Sa réputation d’indépendance et d’intégrité s’est construite avec de nombreuses affaires complexes dans lesquelles il a su défendre l’intérêt des victimes, à l’image de celle d’Ella Tannous. Alors âgée de six ans, cette dernière a été amputée en 2015 des quatre membres à la suite d’une infection tardivement diagnostiquée, un retard que ses parents ont considéré comme étant une erreur médicale. Le juge Bitar avait alors condamné en 2020 deux hôpitaux privés et deux médecins à verser de lourdes indemnités à la famille de cette fillette.

Après la destitution du juge Fadi Sawan par le tribunal libanais à cause de pressions politiques, Bitar a finalement été désigné en février 2021 pour reprendre le poste de juge d’instruction chargé de l’enquête sur le drame du 4 août.

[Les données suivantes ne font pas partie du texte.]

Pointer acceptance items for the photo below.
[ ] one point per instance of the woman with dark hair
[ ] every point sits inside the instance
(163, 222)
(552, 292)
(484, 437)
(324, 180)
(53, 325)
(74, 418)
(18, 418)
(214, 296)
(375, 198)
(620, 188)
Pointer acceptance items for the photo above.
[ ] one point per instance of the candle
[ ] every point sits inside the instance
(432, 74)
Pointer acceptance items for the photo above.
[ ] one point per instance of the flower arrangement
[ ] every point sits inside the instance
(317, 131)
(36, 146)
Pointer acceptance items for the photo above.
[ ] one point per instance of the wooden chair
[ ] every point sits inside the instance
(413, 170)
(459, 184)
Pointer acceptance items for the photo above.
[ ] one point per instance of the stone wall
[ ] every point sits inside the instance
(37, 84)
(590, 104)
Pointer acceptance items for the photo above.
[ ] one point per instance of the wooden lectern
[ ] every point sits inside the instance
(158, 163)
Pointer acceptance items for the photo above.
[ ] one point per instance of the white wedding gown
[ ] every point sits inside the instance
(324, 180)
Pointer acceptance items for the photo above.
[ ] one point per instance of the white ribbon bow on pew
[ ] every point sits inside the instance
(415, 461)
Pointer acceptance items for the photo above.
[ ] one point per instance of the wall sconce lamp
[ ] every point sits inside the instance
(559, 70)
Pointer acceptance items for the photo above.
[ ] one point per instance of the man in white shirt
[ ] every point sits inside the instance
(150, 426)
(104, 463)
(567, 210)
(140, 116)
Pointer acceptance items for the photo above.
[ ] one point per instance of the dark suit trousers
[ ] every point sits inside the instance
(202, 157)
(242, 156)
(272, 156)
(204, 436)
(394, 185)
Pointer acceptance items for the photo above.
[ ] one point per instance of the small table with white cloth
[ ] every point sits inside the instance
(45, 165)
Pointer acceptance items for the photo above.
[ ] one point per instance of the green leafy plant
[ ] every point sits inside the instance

Une enquête décisive pour l’avenir du pays

Depuis ces derniers rebondissements, de plus en plus de personnes se réunissent régulièrement devant le palais de justice pour soutenir le juge Bitar. « C’est un moment très important pour notre culture, pour le futur de la justice, pour le futur de notre régime politique, et les décisions qui seront prises maintenant vont avoir beaucoup de conséquences pour le futur », commente Ghida Frangieh. Il n’en demeure pas moins que les blocages de l’enquête demeurent très importants selon Melhem Khalaf. « Les politiciens libanais se sont emparés de l’enquête, qui est malheureusement tombée dans une polarisation aiguë. En parallèle, les nombreux dysfonctionnements judiciaires et politiques ont également provoqué son ralentissement », précise-t-il à Orient XXI.

Plusieurs des personnes inculpées depuis l’explosion du port sont des hauts responsables qui avaient été prévenus du danger que représentait le stockage du nitrate d’ammonium près de zones résidentielles au centre de la capitale. Pour Khalaf, face au blocage de l’instruction,« il faut dire aux Libanais que leur pays a besoin de justice, parce que sans justice on ne peut pas avancer ». Au-delà du Liban, Me Khalaf en appelle à la « conscience des peuples ».

Les familles réclament une enquête internationale

Malgré les déboires du juge Bitar, les familles des victimes continuent de se mobiliser au Liban, mais aussi à l’étranger. De passage à Paris, Paul Naggear qui a perdu sa fille de 3 ans et demi dans l’explosion, soutenu par le réseau Mada ou encore le collectif Li Hakki, insiste sur les conséquences de la culture de l’impunité au Liban. « Il est important pour tous les Libanais, mais aussi pour les pays partenaires du pays de savoir ce qu’il s’est vraiment passé. Notre combat pour la justice est également valable pour d’autres au Liban, comme les déposants dont les avoirs sont bloqués et qui n’ont plus de recours ».

Paul Naggear a perdu sa fille de 3 ans et demi dans l’explosion. Il manifeste devant l’appartement du ministre des finances Youssef Khalil, accusé de bloquer l’investigation du port

Même si les enquêtes internationales au Liban ont montré leurs limites dans le passé, à l’image du Tribunal spécial pour le Liban sur l’attentat qui a causé la mort de l’ex-premier ministre Rafic Hariri en 2005, de plus en plus de voix s’élèvent pour obtenir une enquête internationale sous l’égide du Conseil des droits de l’homme des Nations unies. Une première demande par une coalition de plus de 100 organisations libanaises et internationales avait été faite en juin 2021, mais elle n’a pas abouti. « L’enquête nationale est maintenant entrée dans une dimension dormante, c’est pourquoi nous avons plus que jamais besoin du soutien de la communauté internationale et du Conseil des droits de l’homme des Nations unies », affirme Mireille Khoury. « L’histoire retiendra quels dirigeants ont servi la justice et la vérité et lesquels ne l’ont pas fait », ajoute-t-elle.

En attendant, l’enquête du juge Bitar est sérieusement entravée. Plus de deux ans et demi après le choc, nul n’a encore rendu de comptes.